Price's Patent Candle Company was established in London in 1830. During the 19th century, Price's discovered new candle making materials to replace tallow and beeswax, and were the first company to explore industrial applications. By the 20th century, Price's was a national household name. It had become the largest candle-making company in the world, producing 130 different types of candle from tiny birthday cake candles to large church candles. The firm also produced soap, lubricating oils and glycerine and employed 2,150 people in its London and Liverpool factories.

Price's two London factories were at Vauxhall and Battersea. The Battersea site covered 11 acres and manufactured candles, soap and lubricating oils.

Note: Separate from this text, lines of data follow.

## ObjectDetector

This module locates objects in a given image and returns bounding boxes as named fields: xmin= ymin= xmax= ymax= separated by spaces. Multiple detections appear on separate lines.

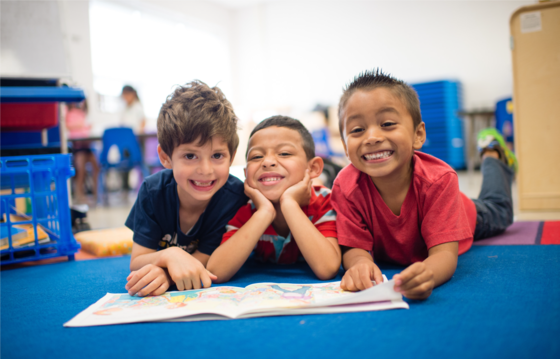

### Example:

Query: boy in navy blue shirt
xmin=124 ymin=81 xmax=248 ymax=297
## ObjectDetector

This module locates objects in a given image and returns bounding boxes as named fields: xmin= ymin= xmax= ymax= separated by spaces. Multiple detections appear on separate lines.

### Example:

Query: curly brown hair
xmin=157 ymin=80 xmax=239 ymax=158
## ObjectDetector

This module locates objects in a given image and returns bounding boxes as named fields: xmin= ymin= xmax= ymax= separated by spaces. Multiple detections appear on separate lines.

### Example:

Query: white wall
xmin=230 ymin=0 xmax=535 ymax=113
xmin=60 ymin=0 xmax=233 ymax=134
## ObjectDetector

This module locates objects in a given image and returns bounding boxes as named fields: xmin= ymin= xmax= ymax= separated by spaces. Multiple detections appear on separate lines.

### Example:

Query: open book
xmin=64 ymin=279 xmax=408 ymax=327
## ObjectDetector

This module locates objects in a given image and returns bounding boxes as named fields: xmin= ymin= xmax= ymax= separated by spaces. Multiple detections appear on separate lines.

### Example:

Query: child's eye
xmin=349 ymin=128 xmax=364 ymax=134
xmin=279 ymin=152 xmax=291 ymax=156
xmin=185 ymin=154 xmax=197 ymax=160
xmin=382 ymin=122 xmax=397 ymax=128
xmin=249 ymin=155 xmax=262 ymax=161
xmin=212 ymin=153 xmax=225 ymax=160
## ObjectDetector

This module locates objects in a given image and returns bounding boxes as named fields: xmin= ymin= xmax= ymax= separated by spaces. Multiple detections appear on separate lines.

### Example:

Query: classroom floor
xmin=85 ymin=170 xmax=560 ymax=230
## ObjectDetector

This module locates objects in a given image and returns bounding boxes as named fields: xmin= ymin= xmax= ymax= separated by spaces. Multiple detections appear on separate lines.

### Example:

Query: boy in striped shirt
xmin=207 ymin=116 xmax=341 ymax=282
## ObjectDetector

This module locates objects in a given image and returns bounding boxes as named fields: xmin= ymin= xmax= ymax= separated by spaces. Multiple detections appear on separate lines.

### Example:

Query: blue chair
xmin=311 ymin=128 xmax=344 ymax=159
xmin=98 ymin=127 xmax=149 ymax=203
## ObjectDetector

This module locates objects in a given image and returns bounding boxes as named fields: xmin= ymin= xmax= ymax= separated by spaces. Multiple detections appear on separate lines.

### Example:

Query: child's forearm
xmin=130 ymin=246 xmax=187 ymax=271
xmin=281 ymin=200 xmax=341 ymax=280
xmin=207 ymin=210 xmax=274 ymax=283
xmin=423 ymin=242 xmax=458 ymax=288
xmin=342 ymin=247 xmax=374 ymax=270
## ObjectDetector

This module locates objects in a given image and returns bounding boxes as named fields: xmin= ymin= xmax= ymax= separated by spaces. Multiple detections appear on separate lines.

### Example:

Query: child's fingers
xmin=200 ymin=271 xmax=213 ymax=289
xmin=136 ymin=278 xmax=163 ymax=297
xmin=206 ymin=270 xmax=218 ymax=281
xmin=125 ymin=269 xmax=145 ymax=290
xmin=358 ymin=269 xmax=374 ymax=290
xmin=128 ymin=270 xmax=156 ymax=296
xmin=149 ymin=281 xmax=170 ymax=297
xmin=402 ymin=281 xmax=434 ymax=300
xmin=341 ymin=273 xmax=357 ymax=292
xmin=372 ymin=267 xmax=384 ymax=285
xmin=394 ymin=262 xmax=423 ymax=286
xmin=176 ymin=280 xmax=185 ymax=291
xmin=126 ymin=271 xmax=136 ymax=281
xmin=398 ymin=269 xmax=433 ymax=292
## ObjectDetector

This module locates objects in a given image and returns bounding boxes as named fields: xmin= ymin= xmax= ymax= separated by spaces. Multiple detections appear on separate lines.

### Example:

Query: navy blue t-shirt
xmin=125 ymin=169 xmax=248 ymax=255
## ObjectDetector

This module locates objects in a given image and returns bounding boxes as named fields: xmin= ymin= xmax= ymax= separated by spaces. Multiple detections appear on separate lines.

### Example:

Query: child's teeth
xmin=194 ymin=181 xmax=212 ymax=186
xmin=364 ymin=151 xmax=392 ymax=160
xmin=262 ymin=177 xmax=282 ymax=182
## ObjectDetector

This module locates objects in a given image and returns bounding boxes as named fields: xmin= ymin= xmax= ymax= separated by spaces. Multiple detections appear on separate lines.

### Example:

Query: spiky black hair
xmin=343 ymin=68 xmax=403 ymax=92
xmin=338 ymin=68 xmax=422 ymax=135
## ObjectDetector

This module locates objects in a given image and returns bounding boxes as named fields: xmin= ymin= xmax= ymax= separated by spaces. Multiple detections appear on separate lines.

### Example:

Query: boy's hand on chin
xmin=280 ymin=170 xmax=312 ymax=208
xmin=340 ymin=259 xmax=383 ymax=291
xmin=244 ymin=180 xmax=275 ymax=219
xmin=393 ymin=262 xmax=435 ymax=300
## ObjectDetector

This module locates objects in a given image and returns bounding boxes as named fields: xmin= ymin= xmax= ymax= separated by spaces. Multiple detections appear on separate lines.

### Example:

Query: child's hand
xmin=393 ymin=262 xmax=435 ymax=300
xmin=280 ymin=170 xmax=312 ymax=208
xmin=340 ymin=259 xmax=384 ymax=291
xmin=165 ymin=247 xmax=218 ymax=290
xmin=125 ymin=264 xmax=171 ymax=297
xmin=244 ymin=180 xmax=275 ymax=218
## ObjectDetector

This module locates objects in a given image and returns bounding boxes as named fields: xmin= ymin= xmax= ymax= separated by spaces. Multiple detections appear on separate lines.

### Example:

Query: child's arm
xmin=393 ymin=241 xmax=458 ymax=300
xmin=280 ymin=171 xmax=341 ymax=280
xmin=340 ymin=247 xmax=384 ymax=291
xmin=206 ymin=182 xmax=276 ymax=283
xmin=130 ymin=242 xmax=217 ymax=291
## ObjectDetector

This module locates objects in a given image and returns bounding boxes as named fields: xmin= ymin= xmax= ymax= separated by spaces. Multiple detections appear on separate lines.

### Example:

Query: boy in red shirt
xmin=207 ymin=116 xmax=341 ymax=282
xmin=332 ymin=69 xmax=516 ymax=299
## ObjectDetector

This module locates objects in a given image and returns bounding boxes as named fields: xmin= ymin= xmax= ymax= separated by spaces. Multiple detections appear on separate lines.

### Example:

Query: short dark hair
xmin=122 ymin=85 xmax=140 ymax=102
xmin=157 ymin=80 xmax=239 ymax=157
xmin=338 ymin=69 xmax=422 ymax=135
xmin=247 ymin=115 xmax=315 ymax=161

The site also included a paraffin distillery and light railway system for transporting goods. All candle-making machinery used by the firm was designed and manufactured within the factory workshops.

Price's played a key role in Battersea's local economy, employing successive generations of Londoners. The firm founded schools and factory villages for its employees and offered paid holidays, pension and profit-sharing schemes.

During the First World War, the company announced record profits of 300,000. However, in 1919 Price's was taken over by rivals Lever Brothers Limited. During the 20th century, ownership of the company changed many times, but by the 1990s Price's had once again become Britain's largest candle makers, with over 300 employees.

Rising costs forced the company to leave London. By the end of the 20th century, the Battersea factory had been converted into riverside apartments, although a Price's retail shop remained on site.